TAS2R10 (Taste receptor type 2 member 10), a G protein-coupled receptor, is encoded by TAS2R10 gene. The protein specifically expresses in the receptor cells of the tongue and palatal epithelium. It clusters in the genome and links to loci that influence pain perception in mice and humans. TAS2R10 can respond to bitter substances.
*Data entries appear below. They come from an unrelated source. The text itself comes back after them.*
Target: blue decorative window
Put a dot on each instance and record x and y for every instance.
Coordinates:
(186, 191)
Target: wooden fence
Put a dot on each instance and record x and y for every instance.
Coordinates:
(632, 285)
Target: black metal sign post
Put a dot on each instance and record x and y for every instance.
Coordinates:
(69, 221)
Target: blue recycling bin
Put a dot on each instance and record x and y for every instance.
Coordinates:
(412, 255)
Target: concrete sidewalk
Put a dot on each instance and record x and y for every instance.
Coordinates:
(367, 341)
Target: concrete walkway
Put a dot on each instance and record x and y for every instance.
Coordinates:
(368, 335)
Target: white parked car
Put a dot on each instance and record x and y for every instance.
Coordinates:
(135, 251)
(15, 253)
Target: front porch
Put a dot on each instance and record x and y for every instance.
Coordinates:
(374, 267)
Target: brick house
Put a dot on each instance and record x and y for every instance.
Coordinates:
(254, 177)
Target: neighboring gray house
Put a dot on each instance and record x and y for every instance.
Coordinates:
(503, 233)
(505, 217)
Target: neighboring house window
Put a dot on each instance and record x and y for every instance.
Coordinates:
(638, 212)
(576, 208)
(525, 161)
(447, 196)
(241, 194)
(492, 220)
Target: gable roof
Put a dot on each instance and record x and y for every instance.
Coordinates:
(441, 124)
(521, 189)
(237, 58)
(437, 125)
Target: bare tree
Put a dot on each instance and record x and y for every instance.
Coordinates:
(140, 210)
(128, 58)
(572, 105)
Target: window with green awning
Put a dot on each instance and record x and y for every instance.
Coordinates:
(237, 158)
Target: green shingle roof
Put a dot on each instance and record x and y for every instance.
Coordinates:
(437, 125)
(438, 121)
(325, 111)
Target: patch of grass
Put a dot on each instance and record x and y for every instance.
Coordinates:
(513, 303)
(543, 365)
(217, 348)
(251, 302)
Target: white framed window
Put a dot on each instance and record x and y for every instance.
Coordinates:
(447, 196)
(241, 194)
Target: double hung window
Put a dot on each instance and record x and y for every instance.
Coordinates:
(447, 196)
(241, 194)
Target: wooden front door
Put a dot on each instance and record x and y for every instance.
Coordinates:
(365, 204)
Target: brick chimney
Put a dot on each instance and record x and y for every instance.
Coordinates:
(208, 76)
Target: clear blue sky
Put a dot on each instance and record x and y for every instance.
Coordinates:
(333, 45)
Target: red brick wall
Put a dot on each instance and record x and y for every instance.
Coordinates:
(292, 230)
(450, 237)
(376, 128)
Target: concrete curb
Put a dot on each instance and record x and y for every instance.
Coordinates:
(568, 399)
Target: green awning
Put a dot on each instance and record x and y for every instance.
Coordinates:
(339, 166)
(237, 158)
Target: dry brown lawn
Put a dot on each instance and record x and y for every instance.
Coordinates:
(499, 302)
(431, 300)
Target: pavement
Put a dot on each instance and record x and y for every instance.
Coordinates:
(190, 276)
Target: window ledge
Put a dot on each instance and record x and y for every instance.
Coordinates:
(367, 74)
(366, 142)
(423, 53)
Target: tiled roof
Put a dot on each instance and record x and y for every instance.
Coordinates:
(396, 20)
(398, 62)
Many studies conducted in TAS2R10 reveal that it is a promising potential target of bronchodilation.

Function of TAS2R10 Membrane Protein

The TAS2R10 receptor can express in the smooth muscle of human airways and non-gustatory tissues, which indicates that it plays an important role in many other functions except taste perception. Meanwhile, recent studies on the TAS2R10 receptor show it responds to the toxic strychnine and numerous other compounds, which indicates it serves as a disease-related receptor in the human body. In addition, the higher levels of TAS2R10 expression is found in more differentiated SY5Y cells, which suggests that TAS2R10 may be related with neuroblastoma (NB). The further study shows that the over-expression of TAS2R10 inhibits cell migration, cell invasion, and matrix metalloproteinases activity of tumor. Besides, TAS2R10 targets cancer stem cells by suppressing cancer stemness characteristics. It could be a biomarker in clinical therapy.
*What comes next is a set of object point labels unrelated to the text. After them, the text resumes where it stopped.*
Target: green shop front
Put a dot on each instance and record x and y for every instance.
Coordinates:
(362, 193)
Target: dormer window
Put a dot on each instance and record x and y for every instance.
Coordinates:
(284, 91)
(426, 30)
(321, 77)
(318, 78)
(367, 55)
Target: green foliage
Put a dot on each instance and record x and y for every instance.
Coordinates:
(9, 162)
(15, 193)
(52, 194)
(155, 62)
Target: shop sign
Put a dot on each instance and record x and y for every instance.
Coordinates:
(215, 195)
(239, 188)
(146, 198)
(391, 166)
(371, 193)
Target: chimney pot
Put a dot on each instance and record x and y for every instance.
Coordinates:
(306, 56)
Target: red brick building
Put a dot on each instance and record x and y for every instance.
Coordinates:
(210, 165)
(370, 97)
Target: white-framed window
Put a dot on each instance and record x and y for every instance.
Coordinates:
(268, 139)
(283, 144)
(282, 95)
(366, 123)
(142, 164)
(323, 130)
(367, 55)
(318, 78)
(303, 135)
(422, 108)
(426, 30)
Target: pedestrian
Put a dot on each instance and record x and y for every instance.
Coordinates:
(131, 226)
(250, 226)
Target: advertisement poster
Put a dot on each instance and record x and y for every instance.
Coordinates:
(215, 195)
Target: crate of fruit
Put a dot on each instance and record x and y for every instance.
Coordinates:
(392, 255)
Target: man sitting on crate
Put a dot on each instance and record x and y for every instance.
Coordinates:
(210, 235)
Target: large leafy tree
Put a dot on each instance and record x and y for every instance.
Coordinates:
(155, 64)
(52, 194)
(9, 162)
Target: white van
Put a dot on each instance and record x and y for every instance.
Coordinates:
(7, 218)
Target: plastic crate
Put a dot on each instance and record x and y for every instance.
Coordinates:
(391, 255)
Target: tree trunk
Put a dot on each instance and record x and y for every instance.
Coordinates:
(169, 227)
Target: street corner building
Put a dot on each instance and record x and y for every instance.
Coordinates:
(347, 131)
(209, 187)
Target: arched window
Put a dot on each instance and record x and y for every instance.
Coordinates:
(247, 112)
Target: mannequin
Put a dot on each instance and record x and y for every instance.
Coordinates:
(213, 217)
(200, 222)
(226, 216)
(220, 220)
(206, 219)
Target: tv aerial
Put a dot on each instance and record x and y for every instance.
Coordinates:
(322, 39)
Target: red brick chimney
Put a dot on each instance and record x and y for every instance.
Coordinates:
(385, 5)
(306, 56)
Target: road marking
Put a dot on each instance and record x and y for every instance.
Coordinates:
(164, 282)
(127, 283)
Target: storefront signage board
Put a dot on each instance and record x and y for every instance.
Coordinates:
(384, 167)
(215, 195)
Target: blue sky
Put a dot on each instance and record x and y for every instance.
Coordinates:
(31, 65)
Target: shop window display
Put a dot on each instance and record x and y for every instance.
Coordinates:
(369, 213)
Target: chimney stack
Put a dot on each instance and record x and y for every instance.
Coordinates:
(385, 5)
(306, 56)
Fig.1 Homology model of TAS2R10 viewed perpendicular to the plasma membrane. (Born, 2013)

Application of TAS2R10 Membrane Protein in Literature

1. Seo Y., et al. Anti-cancer stemness and anti-invasive activity of bitter taste receptors, TAS2R8 and TAS2R10, in human neuroblastoma cells. PLoS One. 2017, 5(12). PubMed ID: 28467517
   
   

   This article analyses the expression level of TAS2R8 and TAS2R10 in SK-N-BE(2)C and SH-SY5Y cells, and results indicate that TAS2Rs target stem cells by inhibiting carcinogenic characteristics and NB cell invasion, thus improving the chemotherapeutic potential of bitter receptors.

2. Lipchock S.V., et al. Caffeine Bitterness is Related to Daily Caffeine Intake and Bitter Receptor mRNA Abundance in Human Taste Tissue. Perception. 2017, 46(3-4): 245-256. PubMed ID: 28118781
   
   

   This article investigates whether the mRNA expression of bitter receptors (TAS2R4, TAS2R10, TAS2R38, TAS2R43, and TAS2R46) is related to individual bitterness intensity and habitual consumption of bitter beverages. The result indicates that there is a strong association between TAS2R gene expression and individual differences in caffeine perception.

3. Ribani A., et al. Next generation semiconductor based sequencing of bitter taste receptor genes in different pig populations and association analysis using a selective DNA pool-seq approach. Anim Genet. 2017, 48(1): 97-102. PubMed ID: 27435880
   
   

   Authors select nine porcine TAS2R genes to identify variability, and they analyze SNP allele frequencies in several populations. A total of 125 SNPs are identified, and some of them can affect the function of bitter taste receptors, which is important to understand the complexity of taste perception.

4. Born S., et al. The human bitter taste receptor TAS2R10 is tailored to accommodate numerous diverse ligands. J Neurosci. 2013, 33(1): 201-13. PubMed ID: 23283334
   
   

   This article reports the agonists which can activate Tas2R10 residues and the effects of different substituents on receptor's response profile.

5. Pulkkinen V., et al. The bitter taste receptor (TAS2R) agonists denatonium and chloroquine display distinct patterns of relaxation of the guinea pig trachea. Am J Physiol Lung Cell Mol Physiol. 2012, 303(11): L956-66. PubMed ID: 22962016
   
   

   The authors examine the TAS2R mRNA expression on guinea pig trachea (GPT) epithelium and smooth muscle, and to identify effects of bitter taste agonists on responses induced by different contractile mediators. The result shows TAS2Rs are potential targets of bronchodilation agonists.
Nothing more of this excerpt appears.